If the Merger Agreement is validly terminated, no party thereto will have any
liability or any further obligation to any other party under the Merger
Agreement, with certain limited exceptions, including liability for any
intentional fraud or willful breach of the Merger Agreement.
The Merger Agreement has been approved by the Company's board of directors, and
the board has recommended that the Company's stockholders adopt the Merger
Agreement and approve the Business Combination.
The Merger Agreement contains representations, warranties and covenants that the
respective parties made to each other as of the date of such agreement or other
specific dates. The assertions embodied in those representations, warranties and
covenants were made for purposes of the contract among the respective parties
and are subject to important qualifications and limitations agreed to by the
parties in connection with negotiating such agreement. The representations,
warranties and covenants in the Merger Agreement are also modified in part by
the underlying disclosure schedules which are not filed publicly and which are
subject to a contractual standard of materiality different from that generally
applicable to stockholders and were used for the purpose of allocating risk
among the parties rather than establishing matters as facts. The Company does
not believe that these schedules contain information that is material to an
investment decision. Investors are not third-party beneficiaries under the
Merger Agreement and should not rely on the representations, warranties and
covenants or any descriptions thereof as characterizations of the actual state
of facts or condition of the parties thereto or any of their respective
subsidiaries or affiliates.
The foregoing description of the Merger Agreement does not purport to be
complete and is qualified in its entirety by the terms and conditions of the
Merger Agreement, a copy of which is attached hereto as Exhibit 2.1 and is
incorporated herein by reference.
Support Agreement
As disclosed in the Previous Current Report, concurrently with the execution and
delivery of the Merger Agreement, the Company, its executive officers and
directors (the "Insiders"), the Sponsor, REE and the REE shareholders party
thereto (together with the Insiders and the Sponsor, the "Voting Parties")

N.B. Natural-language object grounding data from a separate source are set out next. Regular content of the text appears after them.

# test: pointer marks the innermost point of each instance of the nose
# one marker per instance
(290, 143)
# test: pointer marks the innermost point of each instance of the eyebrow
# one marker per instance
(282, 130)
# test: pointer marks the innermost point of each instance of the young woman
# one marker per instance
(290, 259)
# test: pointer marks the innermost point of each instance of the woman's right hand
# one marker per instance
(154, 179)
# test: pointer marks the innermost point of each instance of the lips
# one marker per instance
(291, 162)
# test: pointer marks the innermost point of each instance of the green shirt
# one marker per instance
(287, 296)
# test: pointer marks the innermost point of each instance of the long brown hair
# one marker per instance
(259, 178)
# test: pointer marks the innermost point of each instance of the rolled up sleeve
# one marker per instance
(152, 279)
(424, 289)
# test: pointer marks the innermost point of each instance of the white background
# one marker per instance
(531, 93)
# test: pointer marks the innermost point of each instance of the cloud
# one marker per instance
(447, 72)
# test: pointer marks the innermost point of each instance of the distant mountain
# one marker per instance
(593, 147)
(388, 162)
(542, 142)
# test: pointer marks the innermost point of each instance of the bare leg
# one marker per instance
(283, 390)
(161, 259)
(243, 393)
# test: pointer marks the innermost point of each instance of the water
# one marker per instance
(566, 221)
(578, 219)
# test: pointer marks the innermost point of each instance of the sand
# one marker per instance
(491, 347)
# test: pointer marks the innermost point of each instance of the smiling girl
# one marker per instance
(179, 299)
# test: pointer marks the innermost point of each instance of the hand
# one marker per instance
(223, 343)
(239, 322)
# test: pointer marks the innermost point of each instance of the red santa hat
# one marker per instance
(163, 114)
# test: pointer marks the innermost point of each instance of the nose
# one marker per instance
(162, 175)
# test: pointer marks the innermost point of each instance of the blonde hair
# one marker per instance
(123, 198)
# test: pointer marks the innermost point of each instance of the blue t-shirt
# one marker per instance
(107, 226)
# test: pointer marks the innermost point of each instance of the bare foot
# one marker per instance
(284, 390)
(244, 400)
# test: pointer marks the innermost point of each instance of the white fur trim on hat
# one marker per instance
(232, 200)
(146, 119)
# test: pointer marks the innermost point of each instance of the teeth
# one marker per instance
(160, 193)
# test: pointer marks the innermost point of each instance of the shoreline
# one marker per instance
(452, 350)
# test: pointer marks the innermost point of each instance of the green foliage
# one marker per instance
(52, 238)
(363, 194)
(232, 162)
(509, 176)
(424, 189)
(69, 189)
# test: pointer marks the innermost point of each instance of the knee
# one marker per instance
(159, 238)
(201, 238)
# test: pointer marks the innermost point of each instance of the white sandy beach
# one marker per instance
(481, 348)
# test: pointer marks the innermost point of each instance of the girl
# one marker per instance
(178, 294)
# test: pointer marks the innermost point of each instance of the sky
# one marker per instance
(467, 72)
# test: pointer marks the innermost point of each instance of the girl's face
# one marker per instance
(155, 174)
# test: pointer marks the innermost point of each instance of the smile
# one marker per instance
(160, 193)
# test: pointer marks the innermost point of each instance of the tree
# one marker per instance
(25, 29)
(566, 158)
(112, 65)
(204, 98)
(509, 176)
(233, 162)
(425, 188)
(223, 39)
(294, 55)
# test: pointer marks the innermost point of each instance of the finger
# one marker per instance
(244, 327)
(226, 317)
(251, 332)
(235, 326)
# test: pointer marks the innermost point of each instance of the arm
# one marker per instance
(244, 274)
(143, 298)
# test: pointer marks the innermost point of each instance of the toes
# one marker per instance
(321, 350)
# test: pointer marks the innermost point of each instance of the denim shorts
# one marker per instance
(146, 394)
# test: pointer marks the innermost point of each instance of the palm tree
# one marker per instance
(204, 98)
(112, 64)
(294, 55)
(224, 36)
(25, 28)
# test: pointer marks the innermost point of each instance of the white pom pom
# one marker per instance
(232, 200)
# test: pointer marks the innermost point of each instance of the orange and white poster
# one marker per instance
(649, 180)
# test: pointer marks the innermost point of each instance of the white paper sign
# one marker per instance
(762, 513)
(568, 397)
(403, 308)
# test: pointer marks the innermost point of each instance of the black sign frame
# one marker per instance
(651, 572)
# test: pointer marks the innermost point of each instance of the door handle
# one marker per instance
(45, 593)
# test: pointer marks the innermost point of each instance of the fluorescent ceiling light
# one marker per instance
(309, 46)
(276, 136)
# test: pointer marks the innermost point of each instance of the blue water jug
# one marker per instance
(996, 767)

entered into a Support Agreement (the "Support Agreement"), pursuant to which
each of the Voting Parties agreed to, among other things, in their respective
capacities as a Company stockholder or REE shareholders, as applicable, vote
their shares of Class A Common Stock in favor of the Business Combination at
every meeting of the Company stockholders' to be held to approve the Business
Combination, and vote their REE Class A Ordinary Shares in favor of the Business
Combination at every meeting of REE shareholders to be held to approve the
. . .
Item 9.01. Financial Statements and Exhibits.
(d) Exhibits.
Exhibit No. Description
2.1 Agreement and Plan of Merger, dated as of February 3, 2021, by and
among 10X Capital Venture Acquisition Corp, REE Automotive Ltd and Spark
Merger Sub Inc.
10.1 Form of Support Agreement (contained in Exhibit C to Exhibit 2.1)
10.2 Form of Letter Agreement (contained in Exhibit E to Exhibit 2.1)
10.3 Form of Investors' Rights Agreement (contained in Exhibit B to Exhibit
2.1)
10.4 Form of the Subscription Agreement
*Schedules to this Exhibit have been omitted in accordance with Regulation S-K
Item 601(b)(2). The Registrant agrees to furnish supplementally a copy of all
omitted schedules to the Securities and Exchange Commission upon its request.